Characterizing the Structure of Magnetic Fields in Spiral Galaxies with Radio and Far-Infrared Polarimetric Observations

​​Large-scale spiral magnetic field structures are commonly observed in spiral galaxies. These fields contribute to the total pressure that balances the interstellar medium against gravity as well as influence the flow of gas within a galaxy. The structure of these B-fields can be estimated through polarimetric observations and quantified as a pitch angle. Previous analyses that have characterized these pitch angles were model-dependent, e.g. assume a logarithmic spiral functional form. We propose a new method to quantify the morphology of the large-scale magnetic fields in galaxies which is more flexible and model-independent than current approaches.

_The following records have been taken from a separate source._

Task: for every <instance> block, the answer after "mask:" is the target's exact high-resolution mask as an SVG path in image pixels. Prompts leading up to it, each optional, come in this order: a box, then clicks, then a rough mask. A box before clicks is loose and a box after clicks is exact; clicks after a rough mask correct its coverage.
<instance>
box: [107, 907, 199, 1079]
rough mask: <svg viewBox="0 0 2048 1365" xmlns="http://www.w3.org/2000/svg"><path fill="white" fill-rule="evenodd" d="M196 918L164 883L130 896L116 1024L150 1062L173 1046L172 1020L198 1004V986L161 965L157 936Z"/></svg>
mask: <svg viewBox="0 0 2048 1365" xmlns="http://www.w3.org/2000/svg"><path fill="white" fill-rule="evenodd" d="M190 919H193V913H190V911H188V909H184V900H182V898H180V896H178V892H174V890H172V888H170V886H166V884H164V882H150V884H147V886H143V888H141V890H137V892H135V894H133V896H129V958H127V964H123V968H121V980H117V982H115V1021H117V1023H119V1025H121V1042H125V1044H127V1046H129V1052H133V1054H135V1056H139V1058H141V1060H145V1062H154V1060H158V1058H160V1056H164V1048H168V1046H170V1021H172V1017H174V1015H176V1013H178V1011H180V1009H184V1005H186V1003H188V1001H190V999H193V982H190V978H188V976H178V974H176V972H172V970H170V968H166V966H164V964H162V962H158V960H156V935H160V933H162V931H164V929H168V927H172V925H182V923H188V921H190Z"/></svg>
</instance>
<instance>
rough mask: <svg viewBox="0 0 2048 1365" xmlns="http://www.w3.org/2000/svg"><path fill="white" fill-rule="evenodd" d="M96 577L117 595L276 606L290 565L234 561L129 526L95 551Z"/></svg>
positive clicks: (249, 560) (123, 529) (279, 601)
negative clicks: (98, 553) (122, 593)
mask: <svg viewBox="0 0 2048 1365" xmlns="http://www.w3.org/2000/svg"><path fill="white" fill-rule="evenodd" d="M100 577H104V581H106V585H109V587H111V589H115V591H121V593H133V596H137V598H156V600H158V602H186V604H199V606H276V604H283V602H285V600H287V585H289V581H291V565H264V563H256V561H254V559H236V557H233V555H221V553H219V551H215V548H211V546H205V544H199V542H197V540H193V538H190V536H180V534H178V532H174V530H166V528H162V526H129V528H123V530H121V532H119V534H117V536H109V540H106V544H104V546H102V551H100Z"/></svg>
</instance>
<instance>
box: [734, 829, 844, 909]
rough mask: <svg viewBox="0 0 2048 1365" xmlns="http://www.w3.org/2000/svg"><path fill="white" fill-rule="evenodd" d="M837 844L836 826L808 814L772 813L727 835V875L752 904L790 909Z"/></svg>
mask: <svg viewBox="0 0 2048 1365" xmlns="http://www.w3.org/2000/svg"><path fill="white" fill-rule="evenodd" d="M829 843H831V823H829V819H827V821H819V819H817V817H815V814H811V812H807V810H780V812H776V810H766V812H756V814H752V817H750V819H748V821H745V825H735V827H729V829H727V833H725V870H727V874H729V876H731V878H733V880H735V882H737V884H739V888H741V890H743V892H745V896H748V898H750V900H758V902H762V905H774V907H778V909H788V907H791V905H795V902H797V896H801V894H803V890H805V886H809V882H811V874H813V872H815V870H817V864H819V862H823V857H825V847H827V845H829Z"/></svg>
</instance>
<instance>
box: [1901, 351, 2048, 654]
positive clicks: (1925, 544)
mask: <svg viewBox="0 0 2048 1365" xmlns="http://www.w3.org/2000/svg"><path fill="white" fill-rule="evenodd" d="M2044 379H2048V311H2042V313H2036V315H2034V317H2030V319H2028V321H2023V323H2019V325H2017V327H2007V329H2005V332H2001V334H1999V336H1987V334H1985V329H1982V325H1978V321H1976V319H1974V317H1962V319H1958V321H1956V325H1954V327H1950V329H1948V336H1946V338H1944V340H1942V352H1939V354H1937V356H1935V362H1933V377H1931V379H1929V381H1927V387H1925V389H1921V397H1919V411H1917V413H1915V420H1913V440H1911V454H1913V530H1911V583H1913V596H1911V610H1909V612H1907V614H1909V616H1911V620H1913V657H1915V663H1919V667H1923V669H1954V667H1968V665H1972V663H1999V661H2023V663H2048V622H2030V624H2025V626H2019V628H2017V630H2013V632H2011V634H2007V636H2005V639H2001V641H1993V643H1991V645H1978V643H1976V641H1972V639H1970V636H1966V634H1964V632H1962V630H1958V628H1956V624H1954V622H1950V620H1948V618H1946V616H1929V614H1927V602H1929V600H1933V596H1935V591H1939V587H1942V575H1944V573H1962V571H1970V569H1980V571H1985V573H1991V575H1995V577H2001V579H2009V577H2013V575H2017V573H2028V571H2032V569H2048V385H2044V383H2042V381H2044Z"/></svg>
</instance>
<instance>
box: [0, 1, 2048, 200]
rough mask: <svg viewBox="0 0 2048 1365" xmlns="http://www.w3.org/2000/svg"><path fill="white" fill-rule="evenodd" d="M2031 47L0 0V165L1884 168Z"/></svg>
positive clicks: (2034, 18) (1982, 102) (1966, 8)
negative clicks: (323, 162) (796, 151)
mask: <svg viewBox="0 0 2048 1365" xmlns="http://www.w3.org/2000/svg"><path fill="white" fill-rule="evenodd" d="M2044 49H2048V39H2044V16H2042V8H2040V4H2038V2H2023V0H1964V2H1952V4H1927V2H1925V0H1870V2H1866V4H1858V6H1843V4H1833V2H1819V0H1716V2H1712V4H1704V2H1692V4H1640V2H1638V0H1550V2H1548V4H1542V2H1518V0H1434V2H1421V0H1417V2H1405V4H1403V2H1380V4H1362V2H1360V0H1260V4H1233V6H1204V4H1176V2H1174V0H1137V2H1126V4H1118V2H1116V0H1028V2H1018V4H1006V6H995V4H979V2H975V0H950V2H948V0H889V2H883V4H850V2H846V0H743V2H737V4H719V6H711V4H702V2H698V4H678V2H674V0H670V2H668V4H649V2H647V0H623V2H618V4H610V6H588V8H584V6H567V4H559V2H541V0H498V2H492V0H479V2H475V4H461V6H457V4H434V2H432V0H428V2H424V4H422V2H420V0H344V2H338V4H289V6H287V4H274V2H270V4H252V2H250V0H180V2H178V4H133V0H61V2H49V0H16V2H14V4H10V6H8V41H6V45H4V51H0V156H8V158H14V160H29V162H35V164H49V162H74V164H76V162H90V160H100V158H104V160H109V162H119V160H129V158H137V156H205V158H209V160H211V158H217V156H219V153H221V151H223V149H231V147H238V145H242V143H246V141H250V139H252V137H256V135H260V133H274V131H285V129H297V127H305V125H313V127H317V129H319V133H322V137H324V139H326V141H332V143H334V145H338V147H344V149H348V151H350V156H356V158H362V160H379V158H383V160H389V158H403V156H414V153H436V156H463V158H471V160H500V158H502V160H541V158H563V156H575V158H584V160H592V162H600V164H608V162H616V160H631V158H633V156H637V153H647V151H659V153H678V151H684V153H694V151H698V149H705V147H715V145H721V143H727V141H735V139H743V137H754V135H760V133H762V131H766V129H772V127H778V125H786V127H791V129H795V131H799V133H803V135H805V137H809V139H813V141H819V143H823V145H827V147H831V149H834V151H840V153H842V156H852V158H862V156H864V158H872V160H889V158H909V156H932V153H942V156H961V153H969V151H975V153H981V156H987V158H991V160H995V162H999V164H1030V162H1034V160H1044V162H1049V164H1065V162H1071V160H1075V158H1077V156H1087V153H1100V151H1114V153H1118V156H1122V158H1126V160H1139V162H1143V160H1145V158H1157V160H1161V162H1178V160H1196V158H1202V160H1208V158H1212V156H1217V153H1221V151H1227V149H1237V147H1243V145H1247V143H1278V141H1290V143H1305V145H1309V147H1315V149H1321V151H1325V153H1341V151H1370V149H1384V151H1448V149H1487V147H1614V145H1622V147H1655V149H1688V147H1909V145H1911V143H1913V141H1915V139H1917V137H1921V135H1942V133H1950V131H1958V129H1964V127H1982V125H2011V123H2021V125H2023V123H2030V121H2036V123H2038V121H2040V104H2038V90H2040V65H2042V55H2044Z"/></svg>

This method was adapted from the analysis of Event Horizon Telescope polarization data. We compute a linear decomposition of the azimuthal modes of the polarization field in radial galactocentric bins. We apply this approach to five low-inclination spiral galaxies with both far-infrared dust polarimetric observations (FIR: 154 μm) and radio (6 cm) synchrotron polarization observations. Using this new approach, we found that the average pitch angle of these large-scale B-fields was smaller and had greater angular dispersion in the FIR data compared to radio, meaning that the B-fields in the disk midplane traced by FIR dust polarization are more tightly wound and more disordered than the B-field structure in radio.